The complaint describes Chartraw expressing his concerns with Edds over BBE, claiming he’d discovered discrepancies in his due diligence to his company. According to the suit, these representations regarding the due diligence were false, but they were used to convince Edds that the price of BBE was falling and “time was of the essence to close the transaction.”
According to the suit, Chartraw also told Edds DTEC couldn’t put any money upfront for the purchase of BBE.
An amended purchase and sale agreement was given to Edds, as well as an amended royalty agreement, and Edds was told it was a “take it or leave it” proposition based on due diligence.

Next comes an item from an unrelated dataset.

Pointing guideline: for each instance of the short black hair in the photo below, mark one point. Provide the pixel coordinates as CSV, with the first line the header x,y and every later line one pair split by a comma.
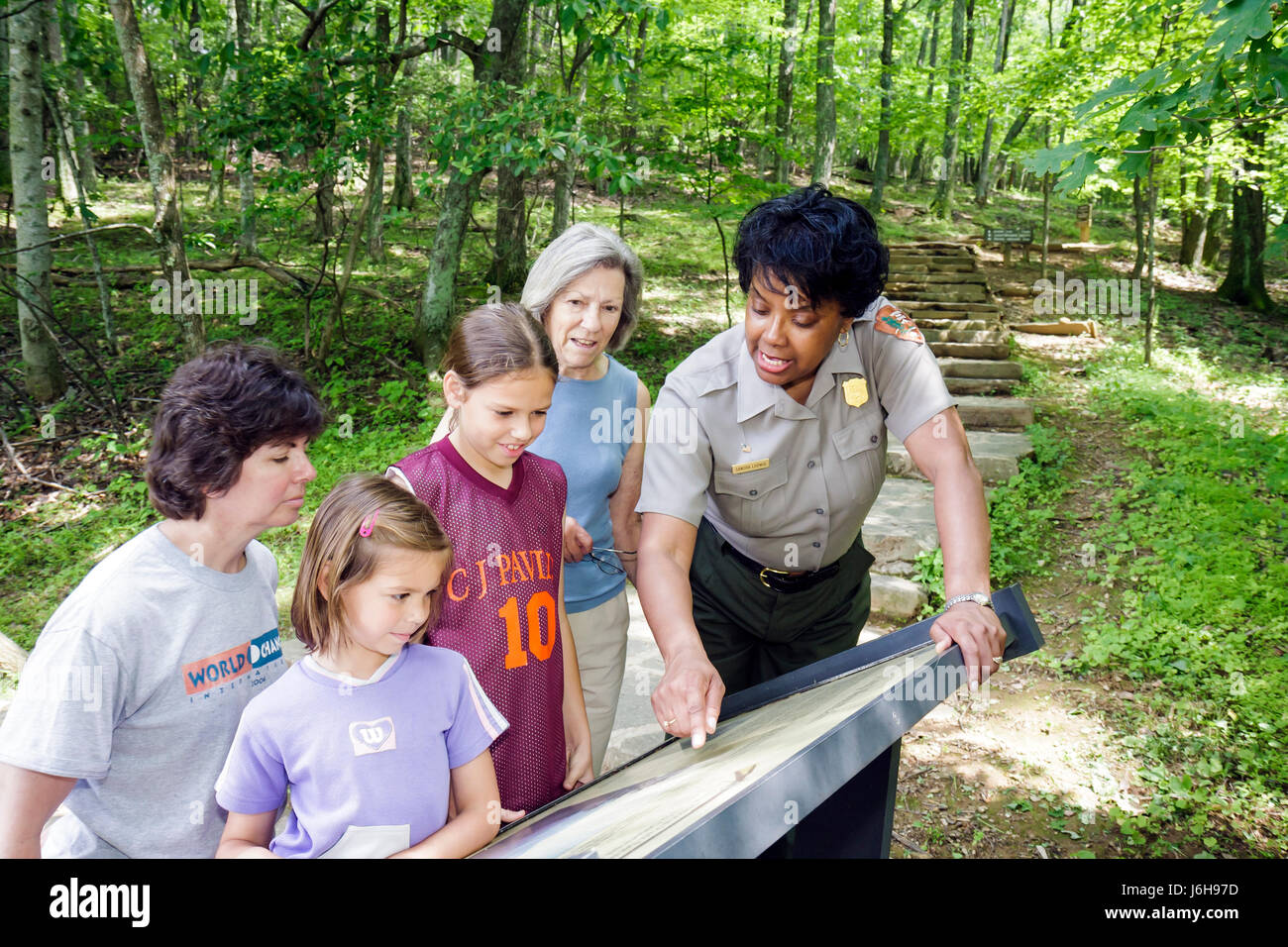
x,y
824,245
218,410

Yates and Gomez said Edds should take the deal and accept the offer immediately, as BBE might not survive without it, even telling Edds that DTEC was about to walk away from the deal if he didn’t sign immediately. On Nov. 14, 2019, the founders and owners of BBE agreed to sell the company to DTEC under the revised terms and agreements.
“BBE was to immediately create an escrow account and to deposit an amount of 25 percent of the monthly net income of the BBE’s prior month’s net income with initial payments no later than Jan. 15,” the complaint states. “[For the royalty agreement], DTEC must provide a minimum mandatory amount into the escrow account. $1 million was to be deposited by Jan. 15, $33 million by March 2 and $35 million by May 1.”
The suit states not only have Edds and his business partners not been paid in accordance with the contracts but that as of Jan. 16, 2020, BBE has ceased operations completely and has laid off the majority of its workforce.
Edds and his team also believe BBE is failing to honor growing contracts with farmers, the suit states.
The complaint claims that Edds and those he represents have not been allowed inside the facility to audit or inspect, despite being given visitation and audit rights as part of the agreement.
“In clear violation of their obligations under the Purchase Agreement, Defendants have shut down operations at BBE and failed to honor BBE’s contracts with contractors, suppliers or even pay BBE’s employees all that they are owed,” the suit states. “Without operations, Defendants will not have the ability to pay the $69,000,000 that is now due and owing under the Royalty Agreement.”